Tout cela nous amène à ce vendredi 21 février. Et à Elke Van den Brandt, qui ne fut pas non plus épargnée par ces huit mois de négociations durant lesquels le parlement bruxellois a, par moments, détricoté ce qu’elle avait coconstruit durant la législature écoulée. Et qui, à la surprise générale, se retrouve informatrice au côté de Christophe De Beukelaer. Au départ, le socialiste Ahmed Laaouej était attendu, lui qui est à la tête du deuxième parti bruxellois. Mais sa formation a refroidi les attentes libérales une heure après le pas de côté de David Leisterh. «Des contacts bilatéraux pris ces derniers jours, et constatant la polarisation extrême mise en scène à son encontre, le PS Bruxellois est arrivé à la conclusion que seule une initiative menée par des partis qui recueillent la confiance de tous est de nature à apporter une réponse à la crise actuelle.»
Le lourd tribu revient donc à Christophe De Beukelaer, «qui ne fait pas partie du camp de l’un comme du camp de l’autre», estime un proche observateur de la situation. La mission, si du moins il l’accepte, du nouveau duo serait a priori de convaincre Frédéric De Gucht et l’Open VLD de lâcher la N-VA. Seulement, ça, pour ce dernier, reviendrait à se plier aux desiderata du PS, ce qui est inaudible pour le néoleader libéral néerlandophone (et sa base militante). «Car la réalité, c’est que 70% du parlement bruxellois ne souhaitent pas discuter avec la N-VA. L’enjeu, c’est de pouvoir de le dire.»
Et puis, un point commun transparaît aussi bien dans le communiqué de presse des socialistes que dans celui des libéraux. Ces derniers se disent «disponibles pour ces réformes tant attendues, qu’elles soient budgétaires, sécuritaires, socioéconomiques». Alors que «le PS bruxellois contribuera dans un esprit sérieux et constructif à toute initiative prise dans le but de parvenir rapidement à la constitution d’un gouvernement régional s’appuyant sur une majorité parlementaire stable».

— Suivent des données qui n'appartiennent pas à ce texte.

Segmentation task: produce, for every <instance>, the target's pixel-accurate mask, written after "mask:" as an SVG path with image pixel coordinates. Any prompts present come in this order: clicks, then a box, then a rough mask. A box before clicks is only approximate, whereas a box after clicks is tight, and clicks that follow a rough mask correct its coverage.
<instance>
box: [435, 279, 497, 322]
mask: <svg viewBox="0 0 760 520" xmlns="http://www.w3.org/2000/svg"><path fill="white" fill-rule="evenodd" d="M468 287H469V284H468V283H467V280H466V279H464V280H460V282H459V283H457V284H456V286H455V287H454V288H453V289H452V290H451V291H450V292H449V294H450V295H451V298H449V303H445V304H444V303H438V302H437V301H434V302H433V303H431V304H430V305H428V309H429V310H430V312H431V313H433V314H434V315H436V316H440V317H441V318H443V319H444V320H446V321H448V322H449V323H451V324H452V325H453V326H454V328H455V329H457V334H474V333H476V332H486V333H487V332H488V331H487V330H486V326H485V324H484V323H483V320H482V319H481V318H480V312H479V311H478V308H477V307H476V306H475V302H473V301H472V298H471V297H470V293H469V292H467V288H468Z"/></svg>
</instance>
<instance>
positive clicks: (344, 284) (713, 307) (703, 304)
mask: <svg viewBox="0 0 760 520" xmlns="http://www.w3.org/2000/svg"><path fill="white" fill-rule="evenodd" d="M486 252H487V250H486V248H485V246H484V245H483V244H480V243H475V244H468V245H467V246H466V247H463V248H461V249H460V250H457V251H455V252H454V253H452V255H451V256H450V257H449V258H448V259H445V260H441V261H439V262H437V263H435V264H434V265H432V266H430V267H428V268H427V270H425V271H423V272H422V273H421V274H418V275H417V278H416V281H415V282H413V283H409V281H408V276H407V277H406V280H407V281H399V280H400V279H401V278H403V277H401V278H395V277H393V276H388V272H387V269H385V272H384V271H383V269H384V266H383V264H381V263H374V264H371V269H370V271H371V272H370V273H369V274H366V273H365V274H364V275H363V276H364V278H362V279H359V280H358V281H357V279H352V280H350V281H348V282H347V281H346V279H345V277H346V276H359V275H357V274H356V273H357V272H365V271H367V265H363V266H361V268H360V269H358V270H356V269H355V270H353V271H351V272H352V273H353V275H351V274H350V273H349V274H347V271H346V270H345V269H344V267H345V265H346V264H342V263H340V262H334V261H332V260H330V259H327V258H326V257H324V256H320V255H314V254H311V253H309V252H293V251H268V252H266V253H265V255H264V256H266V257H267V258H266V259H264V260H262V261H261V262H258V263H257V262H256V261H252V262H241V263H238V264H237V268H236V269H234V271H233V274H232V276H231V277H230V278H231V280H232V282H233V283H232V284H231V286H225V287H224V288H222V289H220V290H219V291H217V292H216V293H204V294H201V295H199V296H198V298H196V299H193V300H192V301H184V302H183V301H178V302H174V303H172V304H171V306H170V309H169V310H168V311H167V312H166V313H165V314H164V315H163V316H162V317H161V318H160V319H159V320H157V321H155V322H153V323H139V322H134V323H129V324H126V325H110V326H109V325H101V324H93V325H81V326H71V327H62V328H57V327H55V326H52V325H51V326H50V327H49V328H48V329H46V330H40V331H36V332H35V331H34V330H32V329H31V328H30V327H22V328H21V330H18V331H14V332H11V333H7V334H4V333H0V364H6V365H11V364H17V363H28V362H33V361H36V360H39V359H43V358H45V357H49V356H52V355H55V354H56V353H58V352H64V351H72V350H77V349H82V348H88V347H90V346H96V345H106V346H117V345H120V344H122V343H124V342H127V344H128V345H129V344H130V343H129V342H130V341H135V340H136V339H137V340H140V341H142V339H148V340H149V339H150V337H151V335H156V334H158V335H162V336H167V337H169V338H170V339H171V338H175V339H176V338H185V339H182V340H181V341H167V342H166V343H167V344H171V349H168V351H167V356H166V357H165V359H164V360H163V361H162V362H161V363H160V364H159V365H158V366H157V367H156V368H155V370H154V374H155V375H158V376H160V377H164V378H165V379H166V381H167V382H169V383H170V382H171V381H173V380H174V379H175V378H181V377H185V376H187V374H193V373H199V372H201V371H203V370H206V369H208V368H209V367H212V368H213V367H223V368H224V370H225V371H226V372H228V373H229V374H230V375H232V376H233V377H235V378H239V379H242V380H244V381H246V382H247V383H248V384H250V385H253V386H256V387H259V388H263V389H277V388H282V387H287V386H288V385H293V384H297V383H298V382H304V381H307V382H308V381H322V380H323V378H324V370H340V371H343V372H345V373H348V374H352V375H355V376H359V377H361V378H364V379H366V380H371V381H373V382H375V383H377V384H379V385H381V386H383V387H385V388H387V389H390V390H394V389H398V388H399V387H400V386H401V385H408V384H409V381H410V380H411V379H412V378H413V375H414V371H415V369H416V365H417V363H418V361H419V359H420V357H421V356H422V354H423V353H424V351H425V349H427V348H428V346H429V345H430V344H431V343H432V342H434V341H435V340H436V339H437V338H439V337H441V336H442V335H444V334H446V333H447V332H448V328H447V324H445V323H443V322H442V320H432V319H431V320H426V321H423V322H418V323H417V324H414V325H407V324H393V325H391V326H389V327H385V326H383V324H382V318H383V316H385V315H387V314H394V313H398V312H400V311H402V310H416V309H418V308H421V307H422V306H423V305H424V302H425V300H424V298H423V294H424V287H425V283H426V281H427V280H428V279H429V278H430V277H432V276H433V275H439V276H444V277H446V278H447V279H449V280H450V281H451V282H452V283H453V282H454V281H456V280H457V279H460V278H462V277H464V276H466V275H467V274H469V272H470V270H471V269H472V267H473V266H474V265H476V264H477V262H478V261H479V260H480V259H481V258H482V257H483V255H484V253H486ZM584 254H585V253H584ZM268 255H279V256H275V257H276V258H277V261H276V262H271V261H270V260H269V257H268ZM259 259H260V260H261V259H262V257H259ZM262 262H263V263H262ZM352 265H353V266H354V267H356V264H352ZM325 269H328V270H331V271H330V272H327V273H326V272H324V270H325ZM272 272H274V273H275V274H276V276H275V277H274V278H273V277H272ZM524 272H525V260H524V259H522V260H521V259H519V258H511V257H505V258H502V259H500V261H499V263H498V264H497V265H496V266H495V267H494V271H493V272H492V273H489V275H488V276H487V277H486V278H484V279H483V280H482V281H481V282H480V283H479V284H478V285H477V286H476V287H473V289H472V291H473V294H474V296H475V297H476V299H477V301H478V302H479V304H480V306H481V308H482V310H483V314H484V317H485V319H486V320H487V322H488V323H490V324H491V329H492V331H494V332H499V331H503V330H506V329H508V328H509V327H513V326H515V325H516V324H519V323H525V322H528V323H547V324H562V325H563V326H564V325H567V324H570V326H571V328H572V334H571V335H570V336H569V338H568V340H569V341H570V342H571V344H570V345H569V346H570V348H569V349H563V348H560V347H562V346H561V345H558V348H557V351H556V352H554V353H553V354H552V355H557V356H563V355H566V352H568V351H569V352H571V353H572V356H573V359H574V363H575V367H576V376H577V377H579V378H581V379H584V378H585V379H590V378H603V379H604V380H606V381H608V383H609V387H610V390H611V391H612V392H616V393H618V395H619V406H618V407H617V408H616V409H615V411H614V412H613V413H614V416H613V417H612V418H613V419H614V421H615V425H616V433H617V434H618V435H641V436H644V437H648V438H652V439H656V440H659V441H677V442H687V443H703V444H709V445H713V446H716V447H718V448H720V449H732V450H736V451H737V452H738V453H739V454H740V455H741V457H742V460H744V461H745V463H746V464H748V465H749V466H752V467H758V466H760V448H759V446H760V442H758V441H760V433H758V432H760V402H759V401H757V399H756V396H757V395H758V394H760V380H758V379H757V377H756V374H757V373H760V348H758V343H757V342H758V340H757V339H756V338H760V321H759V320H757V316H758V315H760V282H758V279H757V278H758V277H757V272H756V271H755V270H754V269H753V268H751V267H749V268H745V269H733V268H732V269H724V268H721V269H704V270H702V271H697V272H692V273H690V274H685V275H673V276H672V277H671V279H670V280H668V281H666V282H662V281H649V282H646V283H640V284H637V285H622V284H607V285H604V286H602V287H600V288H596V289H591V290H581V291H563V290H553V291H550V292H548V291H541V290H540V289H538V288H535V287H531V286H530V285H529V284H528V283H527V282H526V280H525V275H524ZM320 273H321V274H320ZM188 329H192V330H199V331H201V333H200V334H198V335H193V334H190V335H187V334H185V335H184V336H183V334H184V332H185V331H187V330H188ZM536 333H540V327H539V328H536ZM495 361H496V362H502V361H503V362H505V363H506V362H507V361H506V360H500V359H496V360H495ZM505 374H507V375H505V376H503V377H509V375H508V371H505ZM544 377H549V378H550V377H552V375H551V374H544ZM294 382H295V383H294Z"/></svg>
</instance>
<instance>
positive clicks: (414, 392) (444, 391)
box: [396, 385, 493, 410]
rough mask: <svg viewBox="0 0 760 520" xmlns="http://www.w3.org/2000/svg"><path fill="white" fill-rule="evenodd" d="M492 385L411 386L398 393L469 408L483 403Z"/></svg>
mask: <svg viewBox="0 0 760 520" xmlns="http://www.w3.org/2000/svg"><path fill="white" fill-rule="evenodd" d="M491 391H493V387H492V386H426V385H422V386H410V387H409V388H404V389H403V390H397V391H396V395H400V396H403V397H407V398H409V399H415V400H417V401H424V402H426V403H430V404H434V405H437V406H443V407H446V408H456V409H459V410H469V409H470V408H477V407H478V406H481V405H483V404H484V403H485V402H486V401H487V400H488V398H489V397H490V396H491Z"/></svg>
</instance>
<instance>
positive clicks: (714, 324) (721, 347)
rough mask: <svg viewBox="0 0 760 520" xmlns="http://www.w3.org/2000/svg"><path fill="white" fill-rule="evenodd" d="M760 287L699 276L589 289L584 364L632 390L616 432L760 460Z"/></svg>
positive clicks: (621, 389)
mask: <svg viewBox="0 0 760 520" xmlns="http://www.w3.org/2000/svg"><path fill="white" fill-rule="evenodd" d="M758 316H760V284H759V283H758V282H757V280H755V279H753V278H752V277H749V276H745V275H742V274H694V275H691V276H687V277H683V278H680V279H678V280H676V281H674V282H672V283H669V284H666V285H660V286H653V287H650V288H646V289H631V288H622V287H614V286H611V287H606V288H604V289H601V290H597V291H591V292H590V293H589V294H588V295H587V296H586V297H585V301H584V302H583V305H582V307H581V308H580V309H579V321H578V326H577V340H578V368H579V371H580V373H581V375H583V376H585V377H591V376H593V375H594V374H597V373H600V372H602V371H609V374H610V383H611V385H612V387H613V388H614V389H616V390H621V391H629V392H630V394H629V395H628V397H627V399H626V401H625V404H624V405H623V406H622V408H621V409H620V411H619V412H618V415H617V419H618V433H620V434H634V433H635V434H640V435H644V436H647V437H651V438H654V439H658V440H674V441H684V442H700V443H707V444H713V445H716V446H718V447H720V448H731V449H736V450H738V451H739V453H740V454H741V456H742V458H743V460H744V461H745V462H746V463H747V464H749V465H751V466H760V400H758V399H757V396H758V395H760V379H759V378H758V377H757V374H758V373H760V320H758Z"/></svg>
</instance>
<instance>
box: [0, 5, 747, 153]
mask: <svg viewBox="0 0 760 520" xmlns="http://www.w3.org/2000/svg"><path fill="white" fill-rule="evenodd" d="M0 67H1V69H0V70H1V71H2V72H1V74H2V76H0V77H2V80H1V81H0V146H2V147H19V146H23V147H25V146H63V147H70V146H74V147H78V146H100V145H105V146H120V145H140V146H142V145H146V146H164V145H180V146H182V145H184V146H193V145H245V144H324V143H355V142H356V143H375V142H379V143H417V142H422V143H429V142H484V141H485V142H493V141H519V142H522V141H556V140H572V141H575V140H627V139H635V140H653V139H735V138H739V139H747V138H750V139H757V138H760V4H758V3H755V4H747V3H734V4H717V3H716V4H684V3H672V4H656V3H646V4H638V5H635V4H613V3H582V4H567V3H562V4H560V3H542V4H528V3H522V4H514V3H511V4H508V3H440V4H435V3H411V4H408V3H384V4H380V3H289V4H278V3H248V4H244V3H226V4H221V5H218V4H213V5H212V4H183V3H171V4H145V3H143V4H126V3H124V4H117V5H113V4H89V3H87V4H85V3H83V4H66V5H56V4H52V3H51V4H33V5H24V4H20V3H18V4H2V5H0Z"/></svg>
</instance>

A Bruxelles, tout le monde a bien compris que l’esbrouffe autour de la mise sous tutelle de la Région évoquée à la Chambre ce jeudi 20 février n’était pas près de devenir réalité, du moins pas tout de suite. D’ici là, la Région bruxelloise sera peut-être gouvernée par un mode de démocratie plus direct et moins complexe qu’elle n’en n’a l’habitude: la démocratie parlementaire.